This has nothing to do with Putin:
Jonathan Ratner, Financial Post · Oct. 16, 2014 | Last Updated: Oct. 16, 2014 11:00 AM ET
A massive selloff in energy stocks followed Saudi Arabia’s recent indication that it is comfortable with a lower oil price than the market thought.
Previous market views held that Saudi Arabia needed Brent oil prices around US$100 per barrel to adequately budget for social spending to avoid Arab Spring-like unrest. But Saudi Arabia said it is fine with a price of US$80 to protect market share.
Canaccord Genuity analyst Karl Chalabala shares the market’s view that Saudi Arabia wants to pressure U.S. shale producers that have higher break-even costs out of business.
Mr.
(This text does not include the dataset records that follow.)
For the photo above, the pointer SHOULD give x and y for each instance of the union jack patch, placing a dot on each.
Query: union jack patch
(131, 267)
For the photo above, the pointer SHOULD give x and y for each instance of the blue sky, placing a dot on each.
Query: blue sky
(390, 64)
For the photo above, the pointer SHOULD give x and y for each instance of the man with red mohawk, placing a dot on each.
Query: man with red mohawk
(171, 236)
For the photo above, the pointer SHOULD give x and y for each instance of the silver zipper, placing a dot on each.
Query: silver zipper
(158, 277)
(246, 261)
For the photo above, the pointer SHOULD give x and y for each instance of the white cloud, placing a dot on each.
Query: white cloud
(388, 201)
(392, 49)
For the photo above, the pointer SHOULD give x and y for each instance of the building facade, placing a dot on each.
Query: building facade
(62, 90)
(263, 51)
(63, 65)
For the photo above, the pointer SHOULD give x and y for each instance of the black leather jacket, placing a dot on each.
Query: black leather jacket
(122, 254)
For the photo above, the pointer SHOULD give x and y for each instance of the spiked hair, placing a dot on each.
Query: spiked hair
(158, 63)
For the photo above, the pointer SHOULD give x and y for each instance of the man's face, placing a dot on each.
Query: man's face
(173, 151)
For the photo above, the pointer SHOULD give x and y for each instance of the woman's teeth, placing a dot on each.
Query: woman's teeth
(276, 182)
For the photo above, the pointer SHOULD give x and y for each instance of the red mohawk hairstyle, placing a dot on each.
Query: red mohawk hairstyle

Chalabala suggested Monday’s declines almost amounted to a “Black Monday” type of event for U.S. exploration and production companies.
Oil-weighted names with over-levered balance sheets were hit the hardest, particularly those in early stage plays such as the Tuscaloosa Marine Shale, as well as small caps in general.
The analyst noted that the relative strength index on the U.S. producer indexes — the SPDR S&P Oil & Gas E&P ETF and the SIG Oil Exploration & Production Index — has hit oversold levels that are comparable or worse than those during the financial crisis.
“This created a perfect storm as I believe long-onlys stropped supporting E&P names into year-end, leading to a hedge fund-driven market,” Mr. Chalabala said in a research note.
He pointed out that the U.S. Securities and Exchange Commission responded with an unprecedented move by enforcing 20 short-sale rules on names such as Goodrich Petroleum Corp., SM Energy Co. and Laredo Petroleum Inc.
“Our coverage names got thrown out as well on the Saudi news, which does not make fundamental sense on a commodity basis,” the analyst said, noting that the natural gas price strip (the average price for the next 12 months) barely moved and is heading into its strongest seasonal period.
“The Saudis position on oil means literally nothing to the majority of my names on a fundamental basis,” he added. “Until LNG exports kick in (mid-2015), local pricing dynamics are the governor.”